Há na Somália artes rupestres que datam do período paleolítico, de aproximadamente 9.000 anos antes de Cristo. As evidências mais antigas de cerimônias funerárias no Chifre da África foram encontradas em cemitério da Somália, datadas do ano 4000 a.C. Na antiguidade, os estados-cidades que formavam a Somália desenvolveram um comércio muito lucrativo com os principais impérios da época (Egito, Grécia, Pérsia, Roma), aos quais fornecia especiarias como mirra e incenso.
No século VII os árabes se instalaram na costa da Somália, com o intuito de desenvolver o seu comércio na região e pregar a religião islâmica. A rápida adesão ao Islã por parte da população somali influenciou para que a religião se expandisse com sucesso por todo o seu território. No século XIX, as cidades litorâneas da Somália foram incorporadas ao Império Turco-Otomano. No século XX, tornou-se colônia italiana juntamente com a Etiópia, denominada Somalilândia Italiana; durante a Segunda Guerra Mundial, parte do seu território foi ocupada pelos britânicos.
A Somália tornou-se independente em 1960, quando italianos e britânicos se retiraram e o território foi unificado. Desde sua independência, o país tem tido conflitos com a Etiópia pela posse da região de Ogaden (Estado da Etiópia).
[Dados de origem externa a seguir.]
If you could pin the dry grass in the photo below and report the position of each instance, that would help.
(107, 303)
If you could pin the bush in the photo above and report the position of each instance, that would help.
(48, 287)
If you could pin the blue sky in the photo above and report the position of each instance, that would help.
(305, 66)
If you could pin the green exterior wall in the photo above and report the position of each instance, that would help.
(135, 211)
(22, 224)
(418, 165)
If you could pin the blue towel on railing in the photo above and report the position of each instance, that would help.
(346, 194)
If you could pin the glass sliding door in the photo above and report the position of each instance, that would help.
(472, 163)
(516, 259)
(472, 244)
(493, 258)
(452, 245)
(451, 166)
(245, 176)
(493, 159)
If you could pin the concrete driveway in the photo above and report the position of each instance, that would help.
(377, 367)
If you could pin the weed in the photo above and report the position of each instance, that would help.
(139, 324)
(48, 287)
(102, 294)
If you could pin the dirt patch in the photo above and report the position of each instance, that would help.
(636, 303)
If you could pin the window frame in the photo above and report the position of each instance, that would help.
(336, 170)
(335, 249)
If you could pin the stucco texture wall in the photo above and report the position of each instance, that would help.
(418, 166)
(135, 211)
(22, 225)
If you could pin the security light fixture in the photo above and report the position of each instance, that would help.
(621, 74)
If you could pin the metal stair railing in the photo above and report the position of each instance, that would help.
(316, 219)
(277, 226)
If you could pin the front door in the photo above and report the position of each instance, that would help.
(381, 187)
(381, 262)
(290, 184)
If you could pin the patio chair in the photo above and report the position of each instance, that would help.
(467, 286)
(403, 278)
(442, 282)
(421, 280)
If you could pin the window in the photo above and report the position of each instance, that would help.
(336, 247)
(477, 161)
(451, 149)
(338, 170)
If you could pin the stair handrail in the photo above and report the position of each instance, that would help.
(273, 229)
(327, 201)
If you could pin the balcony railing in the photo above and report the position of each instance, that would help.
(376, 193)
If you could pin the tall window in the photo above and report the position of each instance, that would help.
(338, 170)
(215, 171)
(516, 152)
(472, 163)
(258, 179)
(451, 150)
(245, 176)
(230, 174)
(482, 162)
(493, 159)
A Guerra Fria acabou por beneficiar a Somália economicamente, pois o país recebia subsídios da União Soviética em um primeiro momento; mais tarde, passou a recebê-los dos Estados Unidos. Apesar disso, os conflitos internos e externos acabaram por devastar a nação e sua população.
Em 1991, uma sangrenta guerra civil derrubou a ditadura governante e lançou o país em total desgoverno, com mais de 20 clãs armados lutando entre si pelo poder. Em 1992, as Nações Unidas intervieram no conflito, a fim de fornecer ajuda humanitária aos necessitados.
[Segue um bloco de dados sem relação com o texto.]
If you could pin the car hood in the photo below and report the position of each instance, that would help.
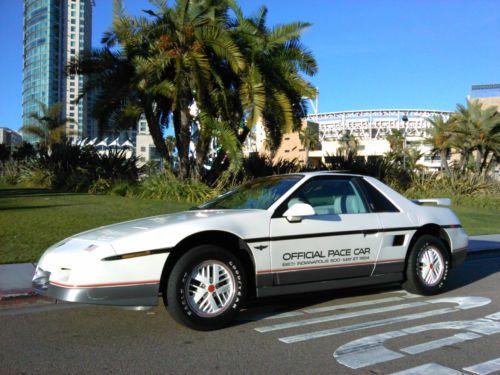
(158, 232)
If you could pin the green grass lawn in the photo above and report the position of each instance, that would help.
(33, 219)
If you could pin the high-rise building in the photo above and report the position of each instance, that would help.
(55, 32)
(487, 95)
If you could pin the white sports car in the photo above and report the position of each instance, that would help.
(275, 235)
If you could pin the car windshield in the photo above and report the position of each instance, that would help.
(257, 194)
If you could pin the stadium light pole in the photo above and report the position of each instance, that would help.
(405, 120)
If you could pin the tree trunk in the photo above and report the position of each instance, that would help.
(444, 162)
(155, 131)
(182, 127)
(485, 160)
(479, 158)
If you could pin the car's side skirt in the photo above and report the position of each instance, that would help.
(328, 285)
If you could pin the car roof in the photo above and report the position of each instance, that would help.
(325, 173)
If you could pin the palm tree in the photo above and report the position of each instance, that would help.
(479, 129)
(396, 146)
(348, 145)
(308, 138)
(49, 124)
(413, 156)
(441, 139)
(271, 87)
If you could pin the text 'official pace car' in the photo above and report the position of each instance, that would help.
(275, 235)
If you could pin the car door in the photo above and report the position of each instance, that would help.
(341, 240)
(398, 228)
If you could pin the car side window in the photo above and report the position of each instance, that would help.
(377, 201)
(330, 196)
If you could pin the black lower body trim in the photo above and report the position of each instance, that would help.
(458, 256)
(328, 285)
(129, 295)
(321, 274)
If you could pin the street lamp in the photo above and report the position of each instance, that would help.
(405, 120)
Embora o caos e a luta entre os diversos clãs ainda persistam em quase todo o território somali, um governo de transição foi estabelecido em 2004 para promover o processo de paz, após a iniciativa do presidente de Djibuti, Ismael Omar Guelleh, de reunir mais de dois mil representantes somalis em seu país.
O Governo Federal de Transição está situado na capital, Mogadíscio. A cada cinco anos escolhe-se um novo presidente para o governo de transição. No entanto, seu inimigo, a União de Cortes Islâmicas, embora tecnicamente derrotado, continua lutando, com a ideia de instaurar o caos e impor a lei islâmica à sociedade.
População
A maioria da população pertence à etnia somali, que se divide em inúmeros clãs. No entanto, os quatro maiores clãs - dir, daarwood, hawiye e isxaaq - respondem por aproximadamente três quartos da população do país. Os outros clãs, considerados inferiores, agrupam 20% dos somalis localizados no sul e uma minoria pertencente à etnia banta.
O islamismo é a religião oficial da Somália e, com raras exceções, a maioria dos somalis segue a tradição sunita. Há alguns hindus entre os indianos que trabalham no país.
A Somália é uma das nações mais pobres do mundo. Após anos de guerra civil, a economia entrou em colapso e é controlada por uma minoria que explora o narcotráfico, a venda de armas e o comércio de alimentos. A maioria dos somalis vive da pecuária e da agricultura de subsistência, dependendo dos programas de ajuda humanitária.
Economia
A economia do país foi praticamente devastada devido aos vários anos de guerra civil. A agricultura e a pecuária são os setores mais importantes da economia e correspondem a cerca de 40% do PIB do país. Devido às guerras e à fome, a Somália tem uma das mais altas taxas de mortalidade infantil do mundo; o país está entre os oito mais pobres do mundo.